Se estiver mesmo empenhado em centrar o seu negócio no cliente, pode, inclusivamente, usar a mudança cultural como critério de avaliação de desempenho, promovendo a adoção de novas perspetivas em todos os setores da empresa.
3. A combinação do valor do produto com o valor do cliente
Ainda que o seu negócio passe a centrar-se no cliente e nas suas necessidades, seria um passo suicida abdicar totalmente do foco no produto. Afinal, se for criado a pensar nas necessidades do cliente, o produto tem valor para ele, e por isso é importante comunicar esse valor.
Chegamos, assim, à urgência de encontrar o ponto de equilíbrio de valor entre o cliente e o produto ou serviço que fazemos para ele. Centrar-se no cliente é criar o que ele precisa e comunicar-lhe isso mesmo, fazendo-o sentir-se parte importante e indispensável do processo – o centro do negócio, portanto.

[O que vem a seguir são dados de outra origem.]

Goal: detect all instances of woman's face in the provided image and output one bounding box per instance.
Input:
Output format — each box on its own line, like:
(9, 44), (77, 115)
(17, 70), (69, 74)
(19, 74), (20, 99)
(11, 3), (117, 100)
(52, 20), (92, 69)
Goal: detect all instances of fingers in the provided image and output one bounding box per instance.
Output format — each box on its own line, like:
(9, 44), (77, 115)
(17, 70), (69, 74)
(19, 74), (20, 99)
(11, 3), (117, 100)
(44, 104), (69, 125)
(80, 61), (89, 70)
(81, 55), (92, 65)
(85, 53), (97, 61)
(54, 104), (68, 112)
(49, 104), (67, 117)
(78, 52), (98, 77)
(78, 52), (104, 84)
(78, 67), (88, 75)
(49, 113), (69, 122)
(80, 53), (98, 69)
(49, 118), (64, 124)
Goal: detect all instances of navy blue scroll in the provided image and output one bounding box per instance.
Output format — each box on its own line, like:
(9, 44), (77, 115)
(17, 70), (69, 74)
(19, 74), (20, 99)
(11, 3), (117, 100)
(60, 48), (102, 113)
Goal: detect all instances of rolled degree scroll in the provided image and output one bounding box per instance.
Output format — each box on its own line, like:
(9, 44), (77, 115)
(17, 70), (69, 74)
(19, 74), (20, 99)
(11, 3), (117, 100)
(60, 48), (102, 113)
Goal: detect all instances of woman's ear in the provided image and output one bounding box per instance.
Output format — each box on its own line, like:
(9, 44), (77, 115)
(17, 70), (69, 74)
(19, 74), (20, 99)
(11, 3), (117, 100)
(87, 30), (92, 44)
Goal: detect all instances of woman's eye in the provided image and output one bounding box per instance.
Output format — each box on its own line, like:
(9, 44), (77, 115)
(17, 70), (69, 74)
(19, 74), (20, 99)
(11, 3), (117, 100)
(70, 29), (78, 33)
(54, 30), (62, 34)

Lembre-se, no entanto, de que diferentes clientes vão valorizar características diferentes no seu negócio – o que obriga a uma comunicação dedicada. É, por isso, natural que comunique a eficiência de um processo a um fornecedor e a utilidade de um produto a um consumidor final. A mensagem não tem de (nem deve) ser a mesma para todos, mas deve fazer convergir a sua oferta com a procura daquele cliente específico.
4. A responsabilização
Uma missão a sério tem de ter um líder que se responsabiliza por ela e pelos resultados obtidos. Até aqui nada de novo para qualquer gestor, mas coloca-se o desafio de uma missão que se quer abrangente, ou seja, que tem de atrair todos os departamentos e grupos dentro da empresa.
Se vai escolher um responsável para liderar a centralização do negócio no cliente (como um CCO – Chief Customer Officer), tenha o cuidado de não o associar a um departamento específico, já que corre o risco de a missão ser percebida como pertencendo apenas a um grupo de pessoas. Se o objetivo é envolver toda a gente, crie um líder autónomo, visto como um gestor específico para aquele tema e não como um gestor de outro projeto que, nos tempos livres, assume também aquele desafio. Faça por manter clara a mensagem de que o “cliente-centrismo” é uma cultura abrangente, de toda a empresa, e gerida por um departamento especial e específico.
Negócio centrado no cliente: como começar?
Implementar a cultura “cliente-centrista” numa empresa, previno já, está longe de ser fácil e é um projeto que se quer abordado a longo prazo. Não conte com transformações visíveis no imediato, mas aposte em avaliações periódicas e notará a evolução, até porque, certamente não será novidade para si, o cliente gosta de se sentir especial e considerado como um todo, ou seja, como um ser completo, com necessidades, desejos e objetivos, e não como um número ou como uma lead.
Já agora, tire o máximo proveito de todas as tecnologias disponíveis. Recolha e analise informação, conheça os seus clientes e acompanhe-os sem falhas ao longo de todo o percurso – tudo se torna mais fácil com a ajuda da automação.